A mixed model approach for joint genetic analysis of alternatively spliced transcript isoforms using RNA-Seq data

A mixed model approach for joint genetic analysis of alternatively spliced transcript isoforms using RNA-Seq data by Barbara Rakitsch, Christoph Lippert, Hande Topa, Karsten Borgwardt, Antti Honkela, Oliver Stegle, published on the pre-print server arXiv and profiled at Haldane’s Sieve blog in October 2012.

Abstract

RNA-Seq technology allows for studying the transcriptional state of the cell at an unprecedented level of detail. Beyond quantification of whole-gene expression, it is now possible to disentangle the abundance of individual alternatively spliced transcript isoforms of a gene. A central question is to understand the regulatory processes that lead to differences in relative abundance variation due to external and genetic factors.

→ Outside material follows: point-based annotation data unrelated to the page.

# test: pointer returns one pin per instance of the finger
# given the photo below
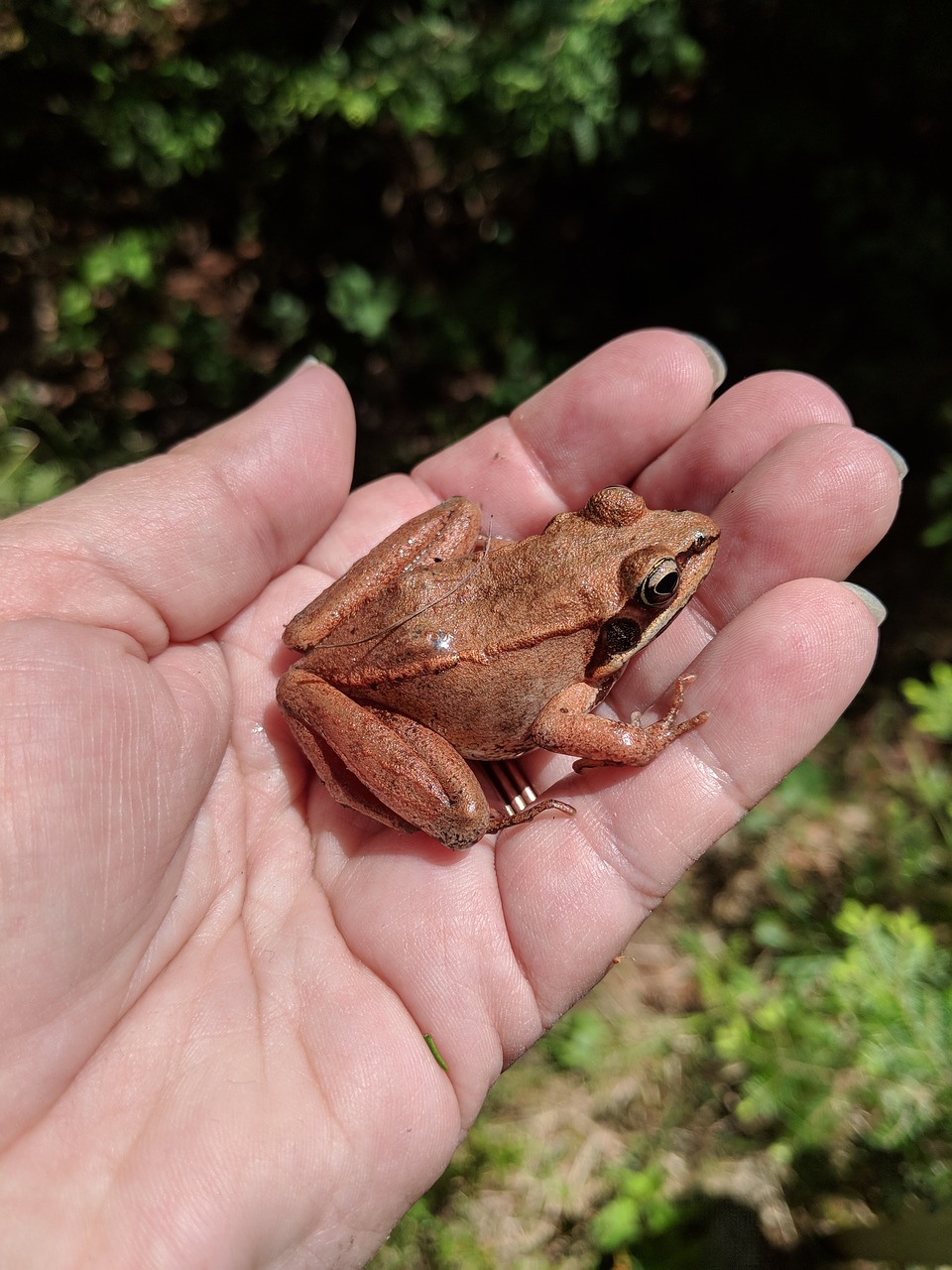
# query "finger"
(815, 506)
(734, 434)
(775, 681)
(175, 547)
(598, 425)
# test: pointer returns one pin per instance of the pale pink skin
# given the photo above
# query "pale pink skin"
(216, 979)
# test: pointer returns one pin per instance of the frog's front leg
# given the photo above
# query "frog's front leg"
(565, 725)
(389, 766)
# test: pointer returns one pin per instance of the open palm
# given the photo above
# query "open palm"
(216, 980)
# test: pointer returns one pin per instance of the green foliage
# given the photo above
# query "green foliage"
(842, 1048)
(933, 701)
(202, 198)
(578, 1042)
(638, 1209)
(362, 304)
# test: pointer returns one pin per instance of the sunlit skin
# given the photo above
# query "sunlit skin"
(217, 980)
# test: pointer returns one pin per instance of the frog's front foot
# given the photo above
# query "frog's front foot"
(565, 726)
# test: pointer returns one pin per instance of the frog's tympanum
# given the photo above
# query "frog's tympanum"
(436, 647)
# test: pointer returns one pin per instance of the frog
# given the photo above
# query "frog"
(444, 645)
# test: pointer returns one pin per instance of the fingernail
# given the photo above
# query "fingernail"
(876, 606)
(719, 367)
(901, 465)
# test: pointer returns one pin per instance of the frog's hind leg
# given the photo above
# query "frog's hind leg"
(385, 765)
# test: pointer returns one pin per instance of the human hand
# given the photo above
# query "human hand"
(216, 979)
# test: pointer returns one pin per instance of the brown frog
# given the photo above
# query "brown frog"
(439, 645)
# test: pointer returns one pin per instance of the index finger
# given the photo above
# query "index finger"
(598, 425)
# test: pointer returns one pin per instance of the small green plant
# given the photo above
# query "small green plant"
(838, 1049)
(639, 1209)
(933, 701)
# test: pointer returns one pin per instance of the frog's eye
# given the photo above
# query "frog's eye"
(660, 585)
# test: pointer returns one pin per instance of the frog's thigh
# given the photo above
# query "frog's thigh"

Here, we present a mixed model approach that allows for (i) joint analysis and genetic mapping of multiple transcript isoforms and (ii) mapping of isoform-specific effects. Central to our approach is to comprehensively model the causes of variation and correlation between transcript isoforms, including the genomic background and technical quantification uncertainty. As a result, our method allows to accurately test for shared as well as transcript-specific genetic regulation of transcript isoforms and achieves substantially improved calibration of these statistical tests. Experiments on genotype and RNA-Seq data from 126 human HapMap individuals demonstrate that our model can help to obtain a more fine-grained picture of the genetic basis of gene expression variation.